Contamination monitoring from old underground tank expanded in Chinook

 

August 8, 2018

A crew with Boland Drilling, Great Falls, is shown on West Fifth Street sinking one of two new monitoring sites for the buried tank removed from the northeast corner of Indiana and Fifth. The two new holes bring to 16 the number of monitoring sites in the area. Samples are taken and analyzed twice a year from the monitoring wells to determine the extent of the contamination from the old tank site.

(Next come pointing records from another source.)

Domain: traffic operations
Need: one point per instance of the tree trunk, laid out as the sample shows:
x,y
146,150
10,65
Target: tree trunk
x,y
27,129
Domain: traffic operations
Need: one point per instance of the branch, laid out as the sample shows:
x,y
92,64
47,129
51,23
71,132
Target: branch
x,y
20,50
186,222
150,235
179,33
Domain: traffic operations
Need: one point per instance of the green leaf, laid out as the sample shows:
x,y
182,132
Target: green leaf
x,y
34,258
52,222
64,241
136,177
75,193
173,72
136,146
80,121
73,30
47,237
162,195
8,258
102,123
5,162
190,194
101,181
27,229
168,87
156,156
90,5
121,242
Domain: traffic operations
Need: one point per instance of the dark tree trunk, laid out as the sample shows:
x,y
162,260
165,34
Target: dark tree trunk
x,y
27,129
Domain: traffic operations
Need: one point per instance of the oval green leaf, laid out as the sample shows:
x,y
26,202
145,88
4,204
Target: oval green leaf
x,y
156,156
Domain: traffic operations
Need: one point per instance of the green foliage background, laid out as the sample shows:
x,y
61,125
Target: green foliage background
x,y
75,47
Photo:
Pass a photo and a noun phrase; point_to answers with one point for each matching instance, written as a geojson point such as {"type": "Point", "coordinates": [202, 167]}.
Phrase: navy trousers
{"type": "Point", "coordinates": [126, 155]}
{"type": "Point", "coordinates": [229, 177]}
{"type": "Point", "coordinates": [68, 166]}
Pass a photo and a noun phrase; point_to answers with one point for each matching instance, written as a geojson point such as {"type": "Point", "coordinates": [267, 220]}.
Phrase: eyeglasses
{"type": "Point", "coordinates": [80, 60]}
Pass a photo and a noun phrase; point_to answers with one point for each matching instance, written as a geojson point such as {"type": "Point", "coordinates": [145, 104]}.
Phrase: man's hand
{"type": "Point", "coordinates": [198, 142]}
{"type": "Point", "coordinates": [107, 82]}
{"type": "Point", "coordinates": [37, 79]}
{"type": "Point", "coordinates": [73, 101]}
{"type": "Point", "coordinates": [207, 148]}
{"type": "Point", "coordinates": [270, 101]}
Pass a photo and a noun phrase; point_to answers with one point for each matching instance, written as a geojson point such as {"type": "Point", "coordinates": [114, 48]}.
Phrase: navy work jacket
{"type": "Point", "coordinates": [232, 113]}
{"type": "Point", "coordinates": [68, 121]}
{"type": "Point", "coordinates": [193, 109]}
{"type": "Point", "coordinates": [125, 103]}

A crew was in Chinook last week to drill additional monitoring wells on West Fifth Street just west of the Blaine County Museum and another on Pennsylvania, south of the intersection of Fifth Street and Pennsylvania. The two new wells are in addition to the 14 monitoring sites drilled in 2014. The monitoring is for a site at the northeast corner of Indiana and Fifth Street where a buried gasoline tank leaked. The tank was removed some time ago.

Ross Remsen, Environmental Engineer with CTA (architects/engineers out of Great Falls), helped identify the locations for the original 14 wells. He also marked sites for the two additional wells recently drilled. A crew with Boland Drilling, also out of Great Falls, drilled the two new holes. Remsen said the new wells are part of an attempt to determine just how far west and south the contamination spread.

Remsen explained that water samples are taken twice a year from the monitoring wells. The samples are analyzed to find out how much and how far fuel contamination has seeped into the ground from the old buried tank. At the time the first wells were drilled he said, "If the results tell us there is above a certain amount of contamination, we will have to designate a "dig out" area-removing the road pavement and hauling away the contaminated soil."

The Montana Petroleum Fund pays for the biannual testing. If contamination requires a total dig out of the contaminated area, the property owner pays the first 30 percent of the cost and the Fund pays the remainder. Several hundred areas in Montana identified as being contaminated from underground leaking tanks have been cleaned up, but many more still pose risks to some underground water systems throughout the state.